Returning JSON/XML gives the application more freedom compared to returning HTML, and requires less specific knowledge in different fields (data vs markup).
Since the data is still just data, you leave the choice of how to display it to the client side of things. This allows a lot of the code to be executed on the client side instead of on the server - the server side needs to know only about data structures and nothing about markup. All the programmer needs to know is how to deliver data structures.
The client implementation only needs to know about how to display the data structures returned by the server, and doesn't need to worry about how these structures actually get build. All the programmer needs to know is how to display data structures.
If another client is to be build (that doesn't use HTML as a markup language), all the server components can be reused. The same goes for building another server implementation.
It will normally reduce the amount of data transferred and therefore improve transfer speed. As anything over-the-wire is normally the bottleneck in a process reducing the transfer time will reduce the total time taken to perform the process, improving user experience.
Here are a few pros for sending JSON/XML instead of HTML:
If the data is going to ever be used outside of your application HTML might be harder to parse and fit into other structure
JSON can be directly embedded in script tags which allows cross domain AJAX scenarios
JSON/XML preserves the separation of concerns between the server side scripts and views
Reduces bandwidth
You should check out Pure, a templating tool
to generate HTML from JSON data.
Generally JSON is a more efficient way to retrieve data via ajax as the same data in XML is a lot larger. JSON is also more easily consumed by your client side Javascript. However, if you're retrieving pure HTML content I would likely do as you suggest. Although, If you really needed to, you could embed your HTML content within a JSON string and get the best of both worlds
I'm currently wrestling with this decision too and it didn't quite click until I saw how Darin boiled it down:
"If the data is going to ever be used outside of your application HTML might be harder to parse and fit into other structure"

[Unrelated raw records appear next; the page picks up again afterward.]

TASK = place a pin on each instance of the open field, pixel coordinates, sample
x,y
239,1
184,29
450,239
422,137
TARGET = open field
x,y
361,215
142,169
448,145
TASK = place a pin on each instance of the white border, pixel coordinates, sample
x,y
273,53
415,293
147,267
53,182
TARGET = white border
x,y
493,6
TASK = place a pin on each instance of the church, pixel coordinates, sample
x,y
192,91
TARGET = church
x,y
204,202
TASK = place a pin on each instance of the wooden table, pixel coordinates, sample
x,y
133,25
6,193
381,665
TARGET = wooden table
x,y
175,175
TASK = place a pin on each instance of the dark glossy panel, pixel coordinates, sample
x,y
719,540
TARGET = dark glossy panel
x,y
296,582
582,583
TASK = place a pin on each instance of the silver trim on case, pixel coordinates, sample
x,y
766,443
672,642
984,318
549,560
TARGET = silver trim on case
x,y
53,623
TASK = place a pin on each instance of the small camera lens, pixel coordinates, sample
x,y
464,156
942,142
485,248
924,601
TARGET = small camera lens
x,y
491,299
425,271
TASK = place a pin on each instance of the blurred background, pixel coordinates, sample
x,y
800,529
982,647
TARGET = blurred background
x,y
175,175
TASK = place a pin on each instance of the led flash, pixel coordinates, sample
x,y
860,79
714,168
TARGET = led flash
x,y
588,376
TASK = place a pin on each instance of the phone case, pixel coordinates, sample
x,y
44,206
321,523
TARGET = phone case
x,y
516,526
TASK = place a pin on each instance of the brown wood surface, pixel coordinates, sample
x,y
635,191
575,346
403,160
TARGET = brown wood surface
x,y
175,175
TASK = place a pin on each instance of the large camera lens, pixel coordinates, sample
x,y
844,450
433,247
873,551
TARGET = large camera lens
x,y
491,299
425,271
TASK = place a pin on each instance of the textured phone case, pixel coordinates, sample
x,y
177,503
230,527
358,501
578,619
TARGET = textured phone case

I think a lot of it is where/how the data is going. If it's a one-off application that doesn't need to share/send data anywhere else, then spitting back pure HTML is fine, even if it does weigh more.
Personally, if there is complex HTML to be wrapped around the data, I just spit back the HTML and drop it in. jQuery is sweet and all, but building HTML with Javascript is often a pain. But it's a balance game.
In some cases, AJAX responses need to return more information than just the HTML to be displayed. For example, let's say you are returning a list of the first twenty items from a search. You may need to return the total number of search results to be displayed somewhere else in the DOM. You could try piggybacking the total count in a hidden div, but that can get messy. With JSON, the total count can simply be a field value a structured JSON response.
To me it boils down to this:
It's for many of us, much less work to use a server side, mature, template engine that we're accustomed to, to generate html and send it down the pipe, than using a bunch of javascript code to generate HTML client side. Yes, there are some templating engines for javascript now which may mitigate it somewhat.
Since I already separate model, logic and views server side, there is no argument in having yet another separation. JSON is a view, HTML is another view.
And lets face it; both HTML/AJAX and JSON/AJAX are many times better than full page over the pipe.
The final thing you perhaps need to think about is; if you're going to be search engine friendly - you might have to generate the HTML server side any way (the old degrade gracefully mantra).
I usually do a combination. If there is client side logic, I use JSON - else I use HTML. Notifications and autocomplete special fields are sent via JSON.